Increasing environmental variability represents perhaps the greatest challenge to smallholder farmers globally. Around two-thirds of the developing world’s rural population of three billion live in small farm households, and many of them are poor, food insecure and vulnerable to the effects of a changing climate. Those denied access to sufficient credit — and, therefore, opportunities for current and innovative technologies — are particularly at risk, with compounded susceptibilities to the associated risks of varying and erratic weather patterns like severe drought.
Smallholder farmers in Kenya, including those working with the Feed the Future East Africa Catalytic Sustainable Agribusiness Investment (CSAI) Project, face a variety of barriers to advancing their climate resilience, including the setup of traditional banking institutions and an absence of capital and customized loan products for farmers. Traditional screening models overestimate the risk of default for farmers, cutting them off from finance that could improve productivity and improve resilience.
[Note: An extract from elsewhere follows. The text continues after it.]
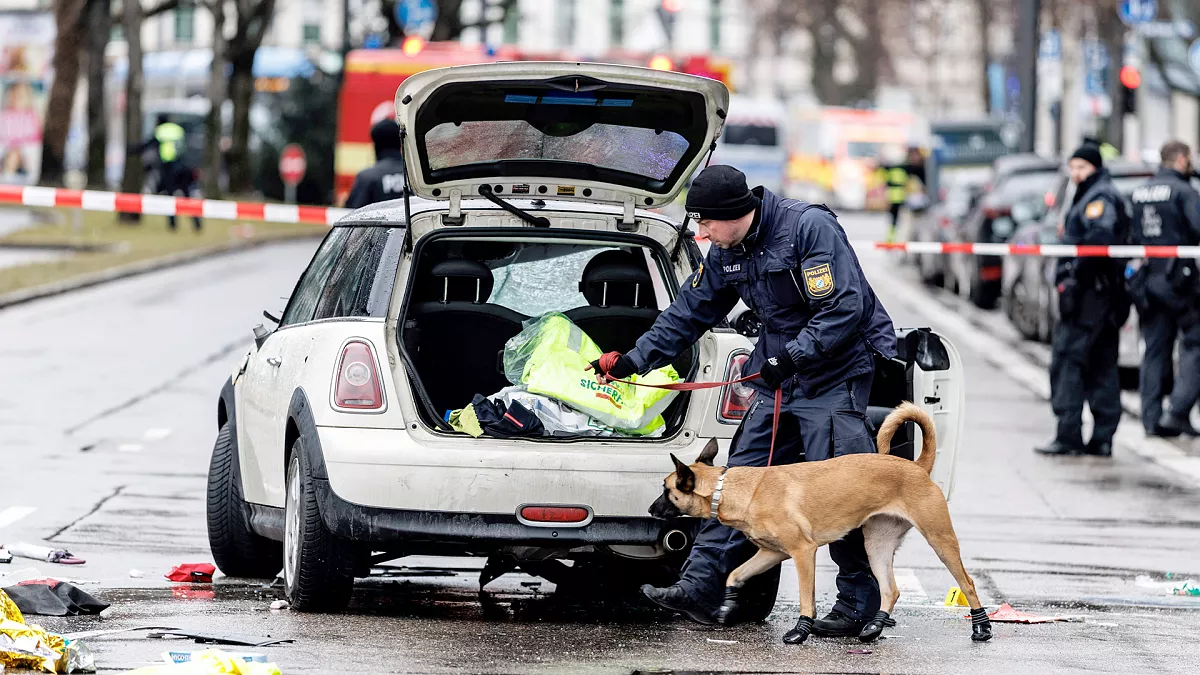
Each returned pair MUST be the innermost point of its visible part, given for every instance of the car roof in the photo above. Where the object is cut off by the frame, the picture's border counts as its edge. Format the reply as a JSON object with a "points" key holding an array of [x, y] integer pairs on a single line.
{"points": [[391, 213]]}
Banks are caught in a difficult set of circumstances as well. On one hand, financial institutions that fail to consider the impact of environmental variability risk increased exposure to it. On the other hand, when banks factor in concerns about extreme weather events and increase their approval requirements, farmers are unable to find collateral and are forced to turn to informal lending opportunities.
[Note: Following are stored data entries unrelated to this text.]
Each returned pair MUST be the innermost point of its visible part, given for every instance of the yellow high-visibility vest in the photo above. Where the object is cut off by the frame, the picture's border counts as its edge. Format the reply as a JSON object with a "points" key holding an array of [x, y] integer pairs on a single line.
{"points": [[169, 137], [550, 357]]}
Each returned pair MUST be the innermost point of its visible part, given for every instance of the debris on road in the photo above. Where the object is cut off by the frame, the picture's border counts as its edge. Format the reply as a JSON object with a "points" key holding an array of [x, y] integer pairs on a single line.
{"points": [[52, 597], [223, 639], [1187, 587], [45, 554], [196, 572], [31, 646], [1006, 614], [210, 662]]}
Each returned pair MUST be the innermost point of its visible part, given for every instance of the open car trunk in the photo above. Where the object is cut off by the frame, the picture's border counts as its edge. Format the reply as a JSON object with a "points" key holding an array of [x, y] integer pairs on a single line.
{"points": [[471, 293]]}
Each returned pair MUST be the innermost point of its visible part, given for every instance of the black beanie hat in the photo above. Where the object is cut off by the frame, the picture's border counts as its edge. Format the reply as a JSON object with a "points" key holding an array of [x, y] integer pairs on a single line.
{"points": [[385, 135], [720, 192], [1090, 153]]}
Additionally, though banks in Kenya are expected to avoid lending to those who are unable to demonstrate creditworthiness, they often use arbitrary evaluation criteria for many small and medium enterprises (SMEs) and farming communities, where a dearth of resources and financial opportunities can make it nearly impossible to establish or build creditworthiness.
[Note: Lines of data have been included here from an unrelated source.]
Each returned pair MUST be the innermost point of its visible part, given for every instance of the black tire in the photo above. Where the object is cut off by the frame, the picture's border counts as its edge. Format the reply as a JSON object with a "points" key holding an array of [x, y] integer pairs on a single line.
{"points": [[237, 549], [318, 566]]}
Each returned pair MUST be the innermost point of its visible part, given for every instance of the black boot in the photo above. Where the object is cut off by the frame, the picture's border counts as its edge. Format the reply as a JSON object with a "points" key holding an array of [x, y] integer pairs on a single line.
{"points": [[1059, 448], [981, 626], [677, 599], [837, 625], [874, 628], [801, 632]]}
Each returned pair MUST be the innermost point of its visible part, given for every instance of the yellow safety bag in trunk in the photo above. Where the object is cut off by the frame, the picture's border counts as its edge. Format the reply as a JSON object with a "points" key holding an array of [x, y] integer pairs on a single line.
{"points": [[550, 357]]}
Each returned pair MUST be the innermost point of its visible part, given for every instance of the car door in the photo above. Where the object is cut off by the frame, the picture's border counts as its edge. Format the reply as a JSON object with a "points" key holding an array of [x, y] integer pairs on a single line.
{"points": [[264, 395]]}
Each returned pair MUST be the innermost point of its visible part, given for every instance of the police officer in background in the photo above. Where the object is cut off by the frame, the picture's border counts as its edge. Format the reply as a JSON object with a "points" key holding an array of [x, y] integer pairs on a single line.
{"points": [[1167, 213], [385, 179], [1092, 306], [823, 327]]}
Even when farmers are approved for loans, institutional requirements are often not in their favor. Although banks should ideally keep interest rates low in order to both encourage loans for new investments and mitigate inflation, Kenya’s Central Bank, for instance, has remained at 10%; this is compared to the U.S. Federal Reserve’s interest rate of 1.25-1.5%. These higher rates can have dramatic impacts on entrepreneurs’ ability to access finance. Difficulties become exacerbated under circumstances considered new or innovative, or in situations where banking employees struggle to see the value proposition of a business. Additionally, there remains a clear lack of trust between financial institutions and farmers, farmer organizations and agri-businesses, and yet there is also a huge demand for banks to design financial packages for farmers.
Programs like the Feed the Future East Africa Catalytic Sustainable Agribusiness Investment (CSAI) Project aim to overcome many of these challenges in traditional financing. By mobilizing private investment in sustainable business practices, SNV and its partners increase the resilience, productivity and profitability of smallholder farmers and agribusinesses, while also reducing Green House Gas (GHG) emissions. CSAI also provides incubatees with assistance navigating financial tools, including financial projections and business planning, while also providing the business acumen to engage with investors and make strategic business decisions.
Other international Agencies like the Food and Agriculture Organization of the United Nations (FAO) are also championing the adoption of sustainable agriculture practices tailored to the local context, enabling smallholders to achieve considerable productivity and income gains, while simultaneously increasing the resilience of their agricultural activities to extreme and variable weather.
Further advances in smart agriculture and agribusinesses will not only increase the overall resilience and survival rates for billions of people globally, they also offer the linked effects of increased nutrition, increased household incomes, increased food security and improved environmental systems. These efforts will require the participation of many different institutions, starting with policies and incentives to increase and improve the beneficial participation of lending institutions in countries like Kenya.